I know the litany of obvious answers. Mostly it’s money and investment.
But bringing money and investment to a place doesn’t necessarily fix any problems without creating new ones, and that’s what makes me despair. What I want to know is this: is there a difference between gentrification and the real, tangible improvement of a place? Is it possible to make a place beautiful, accessible and safe without making it economically inaccessible to those who already live there?
Surely there is a way, though it’s not something I’ve figured out yet. And you all know (well, you do if you’ve been reading my column for a while) that I deeply value good design and intentional physical beauty in the communities that we humans create for ourselves.

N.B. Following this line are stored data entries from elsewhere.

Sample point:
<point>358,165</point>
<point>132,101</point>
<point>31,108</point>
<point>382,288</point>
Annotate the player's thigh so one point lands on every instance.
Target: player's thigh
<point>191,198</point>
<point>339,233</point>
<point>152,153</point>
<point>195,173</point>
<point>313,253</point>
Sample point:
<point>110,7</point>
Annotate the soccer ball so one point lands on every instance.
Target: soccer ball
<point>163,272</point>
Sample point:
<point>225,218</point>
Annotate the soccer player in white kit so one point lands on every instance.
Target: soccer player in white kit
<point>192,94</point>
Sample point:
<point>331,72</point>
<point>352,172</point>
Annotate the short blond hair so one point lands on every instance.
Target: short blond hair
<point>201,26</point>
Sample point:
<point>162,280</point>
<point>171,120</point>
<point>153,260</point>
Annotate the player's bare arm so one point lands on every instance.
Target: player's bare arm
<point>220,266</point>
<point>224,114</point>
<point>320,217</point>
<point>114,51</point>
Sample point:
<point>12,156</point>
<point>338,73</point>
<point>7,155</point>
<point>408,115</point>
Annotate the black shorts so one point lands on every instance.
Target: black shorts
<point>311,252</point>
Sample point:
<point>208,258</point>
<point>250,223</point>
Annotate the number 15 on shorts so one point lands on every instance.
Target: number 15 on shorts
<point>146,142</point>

In fact, I’d say that one of my most sacred beliefs is that everyone deserves to have physical surroundings that are safe, functional and pleasing.
Safe and functional seem straightforward, but even that can be tricky. Safe for whom? People? Cars? Bikes? Animals? Functional for which members of the community? You simply can’t just plop a bunch of “improvements” in the middle of nowhere without asking people what they actually need and want. And even when you do, not everyone everywhere is going to be happy with the changes.

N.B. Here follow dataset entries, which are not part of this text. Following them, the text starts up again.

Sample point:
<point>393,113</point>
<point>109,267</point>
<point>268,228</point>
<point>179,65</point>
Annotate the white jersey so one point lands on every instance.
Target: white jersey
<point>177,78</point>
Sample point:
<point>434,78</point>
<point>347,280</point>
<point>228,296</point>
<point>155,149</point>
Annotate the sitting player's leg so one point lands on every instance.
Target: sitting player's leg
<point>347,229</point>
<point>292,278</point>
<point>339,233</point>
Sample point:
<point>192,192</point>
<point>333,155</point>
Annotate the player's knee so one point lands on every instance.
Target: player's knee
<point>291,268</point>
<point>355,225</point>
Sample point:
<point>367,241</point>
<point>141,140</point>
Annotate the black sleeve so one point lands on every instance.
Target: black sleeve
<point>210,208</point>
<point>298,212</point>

“Pleasing” is even more difficult. The jury’s always out on that, and I can certainly accept that not everyone out there possesses my own hippie-bougie aesthetic ideals.
So it’s not that I think that all of urban Mexico should look exactly like the upscale Roma and Condesa neighborhoods. I just think that everyone in urban Mexico deserves that level of care put into the designs of their communities.
Mexico City – at least the places I passed on the bus – does seem to be getting the hang of it fairly well. Murals were everywhere in the city, as were playgrounds with exercise equipment and tracks wrapping around them. Public transportation had expanded since the last time I went.
So, surely there are a few things that we can agree on: walkable sidewalks, drivable streets, bike lanes for people who ride bikes.
Plants and paint, as well, go a very long way, and they’re relatively cheap.
But how to prevent gentrification?
I think the key is community involvement in revitalizing what’s there: letting those who actually live in those spaces decide how those resources will be displayed in the neighborhoods where they live.
Having them participate in what’s produced would mean some important steps in ownership and pride, similar to what the Mar de Jade Hotel has provided for young people where it’s building.
Can this get everyone their own versions of Roma … ones that they actually get to stay in?
Time (and politics) will tell. But I stand firm in one basic belief: everyone deserves to live in a place like that.